Représentons-nous le processus de manière concrète. Il y a deux cent hommes dans une entreprise. Une partie d’entre eux appartiennent à l’AAUD et fait de la propagande pour elle, tout d’abord sans succès. Mais le premier combat, dans lequel les syndicats, naturellement, flanchent, rompt les anciens liens. Bientôt, cent hommes sont passés à l’union. Il y a parmi eux vingt communistes, le reste étant composé de gens de l’USPD, de syndicalistes et d’inorganisés. Au début, l’USPD inspire la plus grande confiance. Sa politique domine la tactique des combats qui sont menés dans l’entreprise.

 Cependant, lentement mais sûrement, la politique de l’USPD s’avère fausse, non révolutionnaire. La confiance que les travailleurs ont pour l’USPD s’atténue. La politique des communistes s’affirme. Les vingt communistes deviennent cinquante, puis cent et plus, bientôt le groupe communiste domine politiquement la totalité de l’entreprise, détermine la tactique de l’union, domine dans les combats pour le but révolutionnaire. Il en est ainsi en petit comme en grand. La politique communiste s’implante d’entreprise à entreprise, de région économique à région économique. Elle se réalise, gagne le commandement, devient le corps, la tête et l’idée directrice.

C’est à partir des cellules des groupes communistes dans les entreprises, à partir des secteurs de masse communistes dans les régions économiques que se constitue, dans l’édification du système des conseils, le nouveau mouvement communiste. Donc : une « révolutionnarisation » des syndicats, une « restructuration » ? Et combien de temps durera ce processus ? Des années ? Des dizaines d’années ? Jusqu’à 1926 par hasard ? En aucun cas.
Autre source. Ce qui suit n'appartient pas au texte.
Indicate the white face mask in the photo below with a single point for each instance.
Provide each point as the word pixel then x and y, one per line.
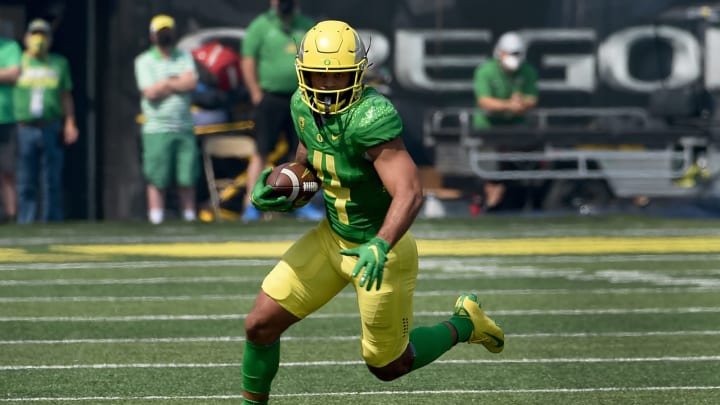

Le but ne saurait être de démolir d’anéantir le colosse d’argile des centrales syndicales avec leurs sept millions de membres, pour les reconstruire après sous une autre forme. Le but, c’est de s’emparer des leviers de commande dans les entreprises prépondérantes pour l’industrie, pour le processus de production social, et par là d’emporter la décision dans le combat révolutionnaire. De s’emparer du levier qui peut mettre en l’air le capitalisme dans des branches et des régions industrielles entières. C’est là que la disponibilité résolue à l’action d’une organisation unique peut, le cas échéant, l’emporter en efficacité sur toute une grève générale. C’est là que le David de l’entreprise abat le Goliath de la bureaucratie syndicale.

Le KPD a cessé d’être l’incarnation du mouvement communiste en Allemagne. Il a beau se réclamer bruyamment de Marx, de Lénine, de Radek ! Il ne forme que le dernier membre du front unique de la contre-révolution. Bientôt il se présentera en bonne entente avec le SPD et l’USPD, dans le cadre d’un front unique pour un gouvernement ouvrier « purement socialiste ». Son assurance d’une « opposition loyale » envers les partis meurtriers qui ont trahi les ouvriers en est une étape. Renoncer à exterminer de façon révolutionnaire les Ebert et les Kautsky (voir Die Rote Fahne du 21 mars 1920), c’est déjà s’allier tacitement avec eux.

Ebert Kautsky Levi. Le dernier stade du capitalisme sur sa fin. Le dernier « secours politique » de la bourgeoisie allemande. La fin. La fin des partis eux aussi, de la politique de parti, de la supercherie des partis, de la trahison des partis. C’est le nouveau début du mouvement communiste. Le parti communiste ouvrier. Les organisations d’entreprise révolutionnaires, regroupées dans l’union générale ouvrière. Les conseils révolutionnaires. Le congrès des conseils révolutionnaires. Le gouvernement des conseils révolutionnaires. La dictature communiste des conseils.